Over the course of the decade some who remained silent and may have moderately agreed with the theology, are now finding the theology difficult to support as they see outrageous outcomes. The extremist tactics exercised in the name of religion are causing many to question the origin of the need for such tactics. Many are seeing the results as lacking compassion, understanding and insight. The tactics taken and the rhetoric with those tactics is in conflict with the central themes of any of the mainstream religions.
We no longer live in isolation. Many sources of information are at our fingertips. We hear and see stories of real people affected by events around us. If you do not put blinders on and listen to only a narrow stream of sources of information, you learn there is more to the world than your religious institution may like you to know.

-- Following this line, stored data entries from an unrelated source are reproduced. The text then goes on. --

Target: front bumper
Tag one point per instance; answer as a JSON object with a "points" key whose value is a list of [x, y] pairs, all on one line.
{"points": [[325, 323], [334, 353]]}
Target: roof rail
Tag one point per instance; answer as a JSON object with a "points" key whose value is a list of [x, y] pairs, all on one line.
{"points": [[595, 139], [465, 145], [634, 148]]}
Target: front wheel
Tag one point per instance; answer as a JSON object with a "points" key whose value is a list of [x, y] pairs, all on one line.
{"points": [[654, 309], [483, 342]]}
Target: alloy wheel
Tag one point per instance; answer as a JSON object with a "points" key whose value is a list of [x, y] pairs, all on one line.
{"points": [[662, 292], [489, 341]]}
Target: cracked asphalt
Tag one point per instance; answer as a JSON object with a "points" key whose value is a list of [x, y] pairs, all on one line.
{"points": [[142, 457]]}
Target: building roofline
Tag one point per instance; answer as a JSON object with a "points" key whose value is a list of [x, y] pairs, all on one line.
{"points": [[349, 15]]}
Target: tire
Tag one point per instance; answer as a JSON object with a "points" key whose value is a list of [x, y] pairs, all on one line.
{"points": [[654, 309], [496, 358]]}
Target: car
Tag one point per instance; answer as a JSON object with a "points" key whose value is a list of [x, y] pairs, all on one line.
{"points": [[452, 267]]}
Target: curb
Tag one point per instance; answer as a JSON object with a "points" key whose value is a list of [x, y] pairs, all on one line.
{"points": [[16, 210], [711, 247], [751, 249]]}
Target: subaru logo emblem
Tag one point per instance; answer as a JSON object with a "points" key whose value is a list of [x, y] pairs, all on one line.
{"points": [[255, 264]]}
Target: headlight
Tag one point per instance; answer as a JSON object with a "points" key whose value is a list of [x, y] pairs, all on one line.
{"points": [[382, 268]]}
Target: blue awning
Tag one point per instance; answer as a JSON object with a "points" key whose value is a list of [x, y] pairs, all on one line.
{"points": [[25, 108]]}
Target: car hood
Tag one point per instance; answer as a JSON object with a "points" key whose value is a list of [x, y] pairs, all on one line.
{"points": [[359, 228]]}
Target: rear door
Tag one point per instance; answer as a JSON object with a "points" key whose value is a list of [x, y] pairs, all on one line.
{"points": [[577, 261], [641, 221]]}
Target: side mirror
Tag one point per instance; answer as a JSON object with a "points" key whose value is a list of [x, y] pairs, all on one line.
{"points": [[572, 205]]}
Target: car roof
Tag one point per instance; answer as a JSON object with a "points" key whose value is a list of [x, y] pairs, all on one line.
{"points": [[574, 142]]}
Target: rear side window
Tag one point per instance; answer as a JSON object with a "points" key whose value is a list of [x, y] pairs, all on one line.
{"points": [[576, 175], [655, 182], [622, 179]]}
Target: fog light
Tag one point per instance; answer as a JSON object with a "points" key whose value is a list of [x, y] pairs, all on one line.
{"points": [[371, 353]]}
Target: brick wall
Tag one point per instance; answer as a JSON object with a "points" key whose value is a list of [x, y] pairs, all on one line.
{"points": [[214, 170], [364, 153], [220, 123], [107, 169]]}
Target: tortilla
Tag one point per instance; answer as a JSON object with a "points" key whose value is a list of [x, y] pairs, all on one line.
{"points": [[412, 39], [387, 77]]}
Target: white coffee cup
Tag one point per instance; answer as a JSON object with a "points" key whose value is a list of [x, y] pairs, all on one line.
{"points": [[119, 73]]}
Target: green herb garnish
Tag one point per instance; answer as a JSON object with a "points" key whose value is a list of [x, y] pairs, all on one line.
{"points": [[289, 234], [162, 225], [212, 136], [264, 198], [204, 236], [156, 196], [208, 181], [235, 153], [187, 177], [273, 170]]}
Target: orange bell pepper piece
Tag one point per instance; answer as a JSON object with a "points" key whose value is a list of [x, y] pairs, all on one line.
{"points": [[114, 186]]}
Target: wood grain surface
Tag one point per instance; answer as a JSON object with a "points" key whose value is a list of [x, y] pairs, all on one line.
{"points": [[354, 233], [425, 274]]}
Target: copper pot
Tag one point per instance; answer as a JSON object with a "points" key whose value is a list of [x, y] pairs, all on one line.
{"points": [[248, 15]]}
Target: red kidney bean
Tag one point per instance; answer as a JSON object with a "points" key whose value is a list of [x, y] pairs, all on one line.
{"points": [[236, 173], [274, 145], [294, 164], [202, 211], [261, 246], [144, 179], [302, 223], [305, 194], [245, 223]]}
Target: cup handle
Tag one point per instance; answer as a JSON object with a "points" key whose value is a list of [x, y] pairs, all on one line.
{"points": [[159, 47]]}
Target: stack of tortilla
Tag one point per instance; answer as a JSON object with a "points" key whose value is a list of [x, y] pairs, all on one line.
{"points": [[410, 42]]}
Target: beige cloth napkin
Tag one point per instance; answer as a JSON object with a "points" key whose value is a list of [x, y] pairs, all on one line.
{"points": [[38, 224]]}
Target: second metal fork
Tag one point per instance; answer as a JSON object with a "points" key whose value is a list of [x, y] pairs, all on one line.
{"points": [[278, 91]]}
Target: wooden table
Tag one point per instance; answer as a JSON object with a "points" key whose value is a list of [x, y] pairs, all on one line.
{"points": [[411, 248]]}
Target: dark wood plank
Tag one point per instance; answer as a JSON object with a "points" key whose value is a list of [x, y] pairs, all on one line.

I was about 6 or 7 when my best friend went to Catholicism. After a few weeks she announced that we could no longer be friends because I was Protestant. My church taught me to fear Paganism, Judaism, Buddhism and Muslim. If I even learned what they believed I would be tainted. If I practiced Yoga my soul may stripped from me. Paganism was equated with Satanism. Native American teachings were equated with Paganism.
Many like me, are remembering all that, learning something about the world and saying that is all hogwash. If you believe in a God, you have to know deep inside that God is not owned by any single religion. If you have met a Buddhist, a Jew, a Pagan, a Muslim or anyone from any other religion that sincerely seeks God, you can not dismiss them as anti-God. It then becomes difficult to sit in a religious environment that holds those beliefs.
So, an increasing number of people are now non-affiliated. I do not believe that is a good thing. I call myself Unitarian but I would need to drive many miles to be affiliated with like believers. That physical distance defeats some of the purpose for which I would like to be religiously affiliated. A church or temple provides a unique community connection. A believing community of some kind offers support and encouragement for its members. The stronger and more diverse, the greater the rewards for both the members and the community. It can offer multiple skills from many socioeconomic levels that gain from the experience of collective. If these people gather in the spirit of love and compassion to deliver others, and one another, from hardship, the world is a better place.
My prayer is that all religious institutions will re-evaluate their theology - their mission - their values - and become resources for lifting us all to a better way.